Additionally, the unemployment rate is at multi-decade lows, coupled with low inflation and an otherwise ‘booming’ economy. Back in 2008, the housing bubble burst and trillions of dollars were wiped off global bourses. The financial meltdown that ensued threatened to upend economic stability around the world. Were it not for bold initiatives by the Federal Reserve Bank, the Bank of England, the Bank of Japan, and the European Central Bank, a meltdown most certainly would have occurred. In the US, the crisis resulted in banks eliminating some $100 billion+ in credit card-related loans from their books. This all took place within a 2-year period. In February 2017, the total outstanding debt on credit cards in the US breached the $1 trillion level.

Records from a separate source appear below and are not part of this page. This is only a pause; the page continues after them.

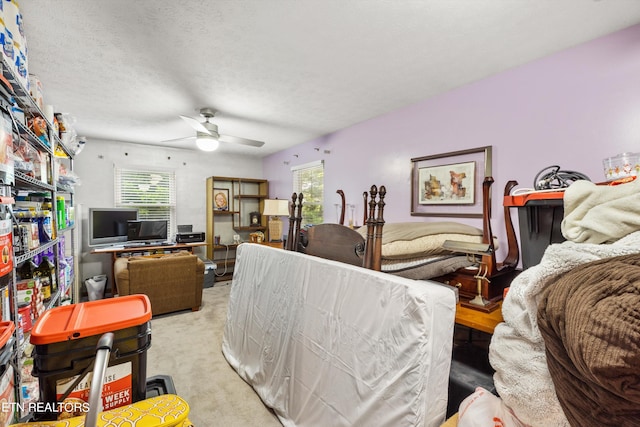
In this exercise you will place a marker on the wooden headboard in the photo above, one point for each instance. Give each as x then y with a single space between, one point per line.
340 243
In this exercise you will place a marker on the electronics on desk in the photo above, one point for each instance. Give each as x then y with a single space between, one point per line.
108 226
191 237
147 231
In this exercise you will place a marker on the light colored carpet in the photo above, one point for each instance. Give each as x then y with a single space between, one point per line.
188 347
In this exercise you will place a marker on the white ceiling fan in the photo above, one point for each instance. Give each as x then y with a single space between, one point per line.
207 136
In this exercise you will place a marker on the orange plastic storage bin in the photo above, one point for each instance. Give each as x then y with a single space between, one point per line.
65 341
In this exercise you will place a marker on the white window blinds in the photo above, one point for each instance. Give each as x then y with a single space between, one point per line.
308 179
153 193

Credit Card Companies Happy to Lend Money Out
Concerns mounted as major credit card companies such as Synchrony Financial, Capital One Corporation, and Discover Financial Services posted results of write-offs (credit card debt that would not be recovered): unrecoverable bad debts in Q2 2017 increased sharply. Equally concerning is the fact that US household credit card debt is now at its highest level in history. Outstanding revolving credit card debt now exceeds the worst levels seen since April 2008 when it was also at $1.021 trillion. For those wondering why credit card debt levels are growing so rapidly, there are several factors to bear in mind:
- Interest rates are at historic lows, despite the Fed’s push to raise the federal funds rate as inflation begins to rise
- The US economy has turned the corner since the financial crisis and things are markedly better, although there is room for improvement
- Lenders are eager to snap up as many borrowers as possible with low interest rate credit card offers
Lower Spending Limits on Credit Cards
However, it should be borne in mind lenders have put limitations on credit card balances. Nonetheless, it’s important to pay close attention to outstanding balances, and the interest-related payments that must be made. While interest rates are currently low, the APR (annual percentage rate) of credit cards ranges from 15% through 28% and this means that customers are paying interest on their interest. At such high rates, it’s important to manage credit card debt before it overwhelms your household budget.

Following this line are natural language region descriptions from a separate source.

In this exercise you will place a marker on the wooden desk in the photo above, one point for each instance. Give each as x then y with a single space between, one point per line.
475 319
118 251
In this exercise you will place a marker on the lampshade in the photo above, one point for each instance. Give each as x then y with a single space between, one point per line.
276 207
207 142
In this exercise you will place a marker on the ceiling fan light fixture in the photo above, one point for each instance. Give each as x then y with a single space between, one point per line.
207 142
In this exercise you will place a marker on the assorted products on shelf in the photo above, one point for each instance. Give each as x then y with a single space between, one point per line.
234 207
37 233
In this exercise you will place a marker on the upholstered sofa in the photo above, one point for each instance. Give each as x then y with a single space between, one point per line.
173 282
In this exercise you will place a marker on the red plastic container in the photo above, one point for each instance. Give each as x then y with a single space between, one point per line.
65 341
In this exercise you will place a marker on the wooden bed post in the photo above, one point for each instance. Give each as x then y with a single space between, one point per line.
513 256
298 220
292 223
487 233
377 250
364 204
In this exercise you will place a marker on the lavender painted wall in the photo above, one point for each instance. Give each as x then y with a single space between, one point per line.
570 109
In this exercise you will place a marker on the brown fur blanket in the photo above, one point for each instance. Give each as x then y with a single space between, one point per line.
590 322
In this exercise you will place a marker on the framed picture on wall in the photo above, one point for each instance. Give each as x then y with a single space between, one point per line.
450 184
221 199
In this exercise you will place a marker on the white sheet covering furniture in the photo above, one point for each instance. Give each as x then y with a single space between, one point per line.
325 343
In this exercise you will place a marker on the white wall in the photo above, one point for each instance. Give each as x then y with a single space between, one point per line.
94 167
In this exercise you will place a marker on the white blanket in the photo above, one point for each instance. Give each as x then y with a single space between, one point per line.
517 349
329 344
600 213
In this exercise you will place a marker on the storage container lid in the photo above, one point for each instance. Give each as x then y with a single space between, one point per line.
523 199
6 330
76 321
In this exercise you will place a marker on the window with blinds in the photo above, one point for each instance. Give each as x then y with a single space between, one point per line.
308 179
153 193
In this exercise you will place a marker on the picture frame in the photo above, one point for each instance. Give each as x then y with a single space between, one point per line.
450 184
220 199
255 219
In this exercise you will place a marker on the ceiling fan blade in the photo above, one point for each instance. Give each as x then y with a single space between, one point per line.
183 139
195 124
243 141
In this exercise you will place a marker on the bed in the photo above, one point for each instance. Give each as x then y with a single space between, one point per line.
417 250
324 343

One way to do this is debt consolidation – the process of grouping together similar debt like credit card debt and paying it off with a loan through another lender at a lower interest rate than the credit card debt. The benefit of debt consolidation is that you can immediately pay off high-interest debt with a low interest loan and use the money saved to pay down other debt or use as savings.

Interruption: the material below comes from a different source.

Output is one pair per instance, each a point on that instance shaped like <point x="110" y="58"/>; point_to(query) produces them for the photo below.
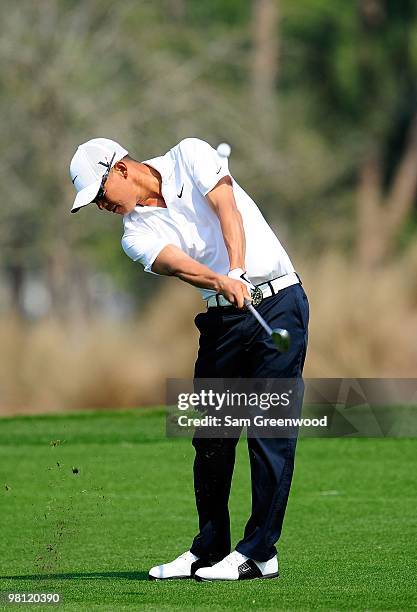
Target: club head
<point x="281" y="338"/>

According to the New York Federal Reserve Bank, US household debt spiked over $1trillion in March 2017, a worrying trend. The bulk of US household debt remains locked in the following areas: mortgage debt, student loans, automobile loans, credit card debt, and medical debt. The rise in student loans and automobile loans is disturbing. Household income is not growing as quickly as the rising costs of medical coverage, and other expenses. At two thirds of overall household debt, mortgage debt is the most pressing concern. However, it is regarded as good debt since the real estate is an asset with a value proposition.